CDS questiona autarquias sobre cães abandonados

Os deputados do CDS-PP questionaram todas as autarquias do país sobre o aumento do número de animais errantes, principalmente cães, e o consequente risco para a saúde pública e segurança das pessoas.

Nos requerimentos dirigidos aos presidentes de Câmara, os deputados do PP querem saber que tipo de respostas tem o município, se são promovidas campanhas de esterilização e de adopção de animais abandonados, se houve aumento do número de animais abandonados nas ruas do município e se

está garantida a segurança das pessoas, no que diz respeito a eventuais ataques de cães.

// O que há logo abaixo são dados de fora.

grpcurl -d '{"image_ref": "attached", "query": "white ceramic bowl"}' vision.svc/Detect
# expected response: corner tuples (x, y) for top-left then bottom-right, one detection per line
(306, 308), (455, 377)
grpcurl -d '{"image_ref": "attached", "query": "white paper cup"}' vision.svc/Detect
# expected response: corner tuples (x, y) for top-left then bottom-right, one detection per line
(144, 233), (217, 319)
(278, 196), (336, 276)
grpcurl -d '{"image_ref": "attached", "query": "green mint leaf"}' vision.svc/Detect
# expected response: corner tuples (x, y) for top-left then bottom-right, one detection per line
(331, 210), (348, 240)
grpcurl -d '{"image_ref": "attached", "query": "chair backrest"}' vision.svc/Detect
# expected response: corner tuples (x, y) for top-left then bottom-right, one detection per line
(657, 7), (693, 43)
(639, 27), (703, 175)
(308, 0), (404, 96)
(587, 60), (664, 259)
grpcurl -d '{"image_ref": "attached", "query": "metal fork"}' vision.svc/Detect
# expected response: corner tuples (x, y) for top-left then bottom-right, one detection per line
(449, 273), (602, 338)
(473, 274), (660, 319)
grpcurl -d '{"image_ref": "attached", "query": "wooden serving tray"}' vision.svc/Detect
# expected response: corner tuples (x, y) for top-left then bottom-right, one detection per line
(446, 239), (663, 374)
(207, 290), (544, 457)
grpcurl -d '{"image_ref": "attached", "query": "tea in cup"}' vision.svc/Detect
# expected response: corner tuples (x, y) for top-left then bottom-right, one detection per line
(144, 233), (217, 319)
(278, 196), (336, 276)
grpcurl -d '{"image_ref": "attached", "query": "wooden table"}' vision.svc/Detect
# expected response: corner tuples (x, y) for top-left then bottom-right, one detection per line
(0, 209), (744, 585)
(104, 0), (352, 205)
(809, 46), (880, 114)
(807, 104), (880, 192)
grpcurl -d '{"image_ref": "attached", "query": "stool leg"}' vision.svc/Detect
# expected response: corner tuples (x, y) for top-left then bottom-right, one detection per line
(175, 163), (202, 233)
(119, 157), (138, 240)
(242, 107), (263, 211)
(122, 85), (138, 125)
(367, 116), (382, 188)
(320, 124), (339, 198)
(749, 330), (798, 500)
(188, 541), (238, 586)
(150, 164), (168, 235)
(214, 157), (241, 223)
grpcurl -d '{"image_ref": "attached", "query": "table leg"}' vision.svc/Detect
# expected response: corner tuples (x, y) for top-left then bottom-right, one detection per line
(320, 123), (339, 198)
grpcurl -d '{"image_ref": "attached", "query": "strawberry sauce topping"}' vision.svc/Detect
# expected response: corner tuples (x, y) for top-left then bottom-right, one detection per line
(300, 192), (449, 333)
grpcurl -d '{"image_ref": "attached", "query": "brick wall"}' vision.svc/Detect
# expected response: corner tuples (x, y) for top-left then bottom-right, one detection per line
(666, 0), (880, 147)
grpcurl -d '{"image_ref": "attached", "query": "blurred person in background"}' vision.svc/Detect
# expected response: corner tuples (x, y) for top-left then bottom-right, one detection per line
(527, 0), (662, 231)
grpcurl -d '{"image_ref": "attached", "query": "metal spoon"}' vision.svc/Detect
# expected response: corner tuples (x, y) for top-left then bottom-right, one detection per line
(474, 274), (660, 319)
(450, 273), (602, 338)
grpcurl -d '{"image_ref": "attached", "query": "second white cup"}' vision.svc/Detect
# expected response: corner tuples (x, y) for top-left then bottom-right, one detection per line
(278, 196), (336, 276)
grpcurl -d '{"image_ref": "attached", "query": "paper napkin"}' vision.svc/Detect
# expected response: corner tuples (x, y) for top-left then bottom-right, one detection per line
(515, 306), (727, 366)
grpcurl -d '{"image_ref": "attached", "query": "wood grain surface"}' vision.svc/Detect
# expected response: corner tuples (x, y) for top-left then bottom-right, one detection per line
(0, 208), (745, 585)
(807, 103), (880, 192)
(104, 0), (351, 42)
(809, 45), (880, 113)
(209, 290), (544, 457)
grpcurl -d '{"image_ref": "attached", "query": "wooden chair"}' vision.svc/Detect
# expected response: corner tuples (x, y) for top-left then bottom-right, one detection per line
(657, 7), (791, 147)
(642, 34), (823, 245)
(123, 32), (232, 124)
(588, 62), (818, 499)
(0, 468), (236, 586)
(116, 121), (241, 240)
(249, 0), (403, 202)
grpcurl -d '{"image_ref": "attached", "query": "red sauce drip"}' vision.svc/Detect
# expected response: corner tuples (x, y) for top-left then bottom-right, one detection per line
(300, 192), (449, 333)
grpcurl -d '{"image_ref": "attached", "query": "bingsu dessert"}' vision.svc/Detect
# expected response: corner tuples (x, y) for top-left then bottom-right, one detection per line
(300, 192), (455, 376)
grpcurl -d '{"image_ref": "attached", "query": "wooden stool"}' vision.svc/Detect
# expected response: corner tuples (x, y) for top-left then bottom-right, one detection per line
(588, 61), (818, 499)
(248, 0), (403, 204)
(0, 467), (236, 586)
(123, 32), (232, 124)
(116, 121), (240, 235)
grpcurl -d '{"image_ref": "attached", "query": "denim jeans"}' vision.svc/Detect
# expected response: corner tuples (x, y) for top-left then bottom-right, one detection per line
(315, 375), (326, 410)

De acordo com o PP, “seis meses após a entrada em vigor da lei que proíbe o abate de animais nos canis municipais, têm vindo a público notícias de autarquias com dificuldades em recolher animais abandonados, sobretudo cães, podendo estar em risco a saúde pública e a segurança das pessoas”.

Segundo a mesma fonte, “os canis rapidamente esgotam o espaço disponível para recolha e os animais acabam por ficar na rua, verificando-se mesmo esse excesso de lotação em alguns canis intermunicipais já existentes e recentemente criados”.

Para o PP, com o “crescimento do número de cães nas ruas, há o receio de constituição de matilhas de cães vadios, com riscos de ataques a pessoas, quer em áreas rurais quer em áreas urbanas, assim como de ataques a outros animais, sendo que há já vários registos de queixas de produtores de ovinos e outros criadores nesse sentido”.